Top 10 Union Movies
How Green Was My Valley, 1941
The winner of five Oscars including Best Picture (over Citizen Kane and The Maltese Falcon, among others), director John Ford's version of the Richard Llewellyn best seller is unfairly remembered as the official Hollywood triumph of nostalgic sentiment over cinematic splendor. Yes, the film contains much churchly piety and men's choral singing, and hints of other noble dramas from The Scarlet Letter to Billy Elliot. But the film, set in a Welsh mining town at the turn of the century, is an important social document, and a companion piece, as a drama of desperate working men, to Ford's 1940 The Grapes of Wrath. It distills the debate over the need for unions into a split among men of principle: the father of the Morgan family (Donald Crisp's Gwilym) who believes that "a good worker is worth good wages, and he will get them" and his restless sons, whose talk of a strike Gwilym denounces as "socialist nonsense." The town's minister Gryffydd (Walter Pidgeon) takes the median liberal position: "First, have your union.
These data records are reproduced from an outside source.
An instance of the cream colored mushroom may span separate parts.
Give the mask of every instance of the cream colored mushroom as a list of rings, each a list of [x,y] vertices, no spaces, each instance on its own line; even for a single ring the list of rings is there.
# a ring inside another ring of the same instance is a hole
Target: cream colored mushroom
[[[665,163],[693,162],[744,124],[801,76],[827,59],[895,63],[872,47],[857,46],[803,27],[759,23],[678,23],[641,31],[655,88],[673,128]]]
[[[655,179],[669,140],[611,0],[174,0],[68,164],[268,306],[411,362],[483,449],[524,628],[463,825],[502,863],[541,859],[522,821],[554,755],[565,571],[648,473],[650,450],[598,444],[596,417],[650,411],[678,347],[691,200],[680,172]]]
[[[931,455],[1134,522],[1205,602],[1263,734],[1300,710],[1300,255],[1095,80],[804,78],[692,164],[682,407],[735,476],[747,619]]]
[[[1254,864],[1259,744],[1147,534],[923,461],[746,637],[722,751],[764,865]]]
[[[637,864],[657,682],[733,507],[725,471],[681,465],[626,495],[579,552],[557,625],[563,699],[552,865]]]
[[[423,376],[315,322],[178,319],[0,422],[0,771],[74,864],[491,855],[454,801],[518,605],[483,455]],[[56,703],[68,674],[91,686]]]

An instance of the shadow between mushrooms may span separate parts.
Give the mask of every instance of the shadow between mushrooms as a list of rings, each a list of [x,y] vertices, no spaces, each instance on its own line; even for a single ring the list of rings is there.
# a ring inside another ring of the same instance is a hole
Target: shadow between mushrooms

You need it. Alone you are weak. Together you are strong. But remember, with strength goes responsibility, to others and to yourselves."
Appeals to justice and mercy cannot overcome the progress of machines replacing miners. "The men were happy going up the hill that morning" after the settling of the strike, the film's narrator says. "But not all of them. For there were too many now for the jobs open, and some learned that never again would there be work for them in their own valley." (The brothers plan to leave Wales to find new jobs in America.) Nor does fate choose its victims for their political views: first one of the Morgan sons perishes in the mines, then Gwilym. The business for which they died heats many a home, but it also blights the landscape, as slag spreads over the region. Even the title of the novel and the film speaks to an abiding concern about industry's ravaging of the environment: How Green Was My Valley.